This decision has not come easily, as I deeply value the work that the CDC does in safeguarding public health and am proud of my contributions to that critical mission. However, after much contemplation and reflection on recent developments and perspectives brought to light by Secretary Robert F. Kennedy Jr., I find that the views he and his staff have shared challenge my ability to continue in my current role at the agency and in the service of the health of the American people. Enough is enough.
While I hold immense respect for the institution and my colleagues, I believe that it is imperative to align my professional responsibilities to my system of ethics and my understanding of the science of infectious disease, immunology, and my promise to serve the American people. This step is necessary to ensure that I can contribute effectively in a capacity that allows me to remain true to my principles.
I am unable to serve in an environment that treats CDC as a tool to generate policies and materials that do not reflect scientific reality and are designed to hurt rather than to improve the public’s health. The recent change in the adult and children’s immunization schedule threaten the lives of the youngest Americans and pregnant people. The data analyses that supported this decision have never been shared with CDC despite my respectful requests to HHS and other leadership.

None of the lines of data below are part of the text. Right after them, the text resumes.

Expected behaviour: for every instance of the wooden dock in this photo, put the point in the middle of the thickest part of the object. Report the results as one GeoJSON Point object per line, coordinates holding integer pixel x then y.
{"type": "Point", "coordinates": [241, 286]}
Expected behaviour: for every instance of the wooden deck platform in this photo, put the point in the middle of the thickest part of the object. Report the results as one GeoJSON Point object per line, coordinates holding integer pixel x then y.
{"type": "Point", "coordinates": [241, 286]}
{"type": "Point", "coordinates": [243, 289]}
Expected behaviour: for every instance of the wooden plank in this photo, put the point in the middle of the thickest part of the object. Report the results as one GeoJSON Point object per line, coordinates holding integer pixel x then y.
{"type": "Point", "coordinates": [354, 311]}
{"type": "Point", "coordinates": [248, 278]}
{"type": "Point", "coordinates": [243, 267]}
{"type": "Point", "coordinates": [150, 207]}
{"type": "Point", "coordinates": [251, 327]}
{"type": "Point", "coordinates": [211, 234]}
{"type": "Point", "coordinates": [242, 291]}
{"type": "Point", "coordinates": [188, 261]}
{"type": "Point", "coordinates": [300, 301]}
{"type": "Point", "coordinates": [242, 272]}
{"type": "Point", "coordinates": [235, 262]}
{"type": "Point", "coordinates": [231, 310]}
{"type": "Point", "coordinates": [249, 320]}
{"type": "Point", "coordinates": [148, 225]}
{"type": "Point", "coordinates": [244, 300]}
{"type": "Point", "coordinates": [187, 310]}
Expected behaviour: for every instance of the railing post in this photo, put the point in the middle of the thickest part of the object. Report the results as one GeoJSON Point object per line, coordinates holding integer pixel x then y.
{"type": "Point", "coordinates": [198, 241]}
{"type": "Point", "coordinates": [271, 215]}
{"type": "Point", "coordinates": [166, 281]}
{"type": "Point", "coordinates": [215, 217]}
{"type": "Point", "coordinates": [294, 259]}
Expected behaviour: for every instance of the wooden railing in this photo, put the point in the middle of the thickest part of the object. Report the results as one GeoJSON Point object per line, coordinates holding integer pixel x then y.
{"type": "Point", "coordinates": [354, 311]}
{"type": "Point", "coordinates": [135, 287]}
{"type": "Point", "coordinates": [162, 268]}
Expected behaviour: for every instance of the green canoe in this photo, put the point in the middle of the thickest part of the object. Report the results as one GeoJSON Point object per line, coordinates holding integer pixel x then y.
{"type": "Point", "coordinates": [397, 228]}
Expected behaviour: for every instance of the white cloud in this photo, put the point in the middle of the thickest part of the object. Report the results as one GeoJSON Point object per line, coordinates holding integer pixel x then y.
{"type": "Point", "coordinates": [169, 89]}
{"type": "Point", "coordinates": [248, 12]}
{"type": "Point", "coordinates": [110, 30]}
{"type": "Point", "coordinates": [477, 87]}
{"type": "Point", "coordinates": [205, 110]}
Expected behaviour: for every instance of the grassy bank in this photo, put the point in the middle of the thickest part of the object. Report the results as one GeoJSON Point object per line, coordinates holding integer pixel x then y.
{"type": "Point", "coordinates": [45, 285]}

This lack of meaningful engagement was further compounded by a “frequently asked questions” document written to support the Secretary’s directive that was circulated by HHS without input from CDC subject matter experts and that cited studies that did not support the conclusions that were attributed to these authors. Having worked in local and national public health for years, I have never experienced such radical non-transparency, nor have I seen such unskilled manipulation of data to achieve a political end rather than the good of the American people.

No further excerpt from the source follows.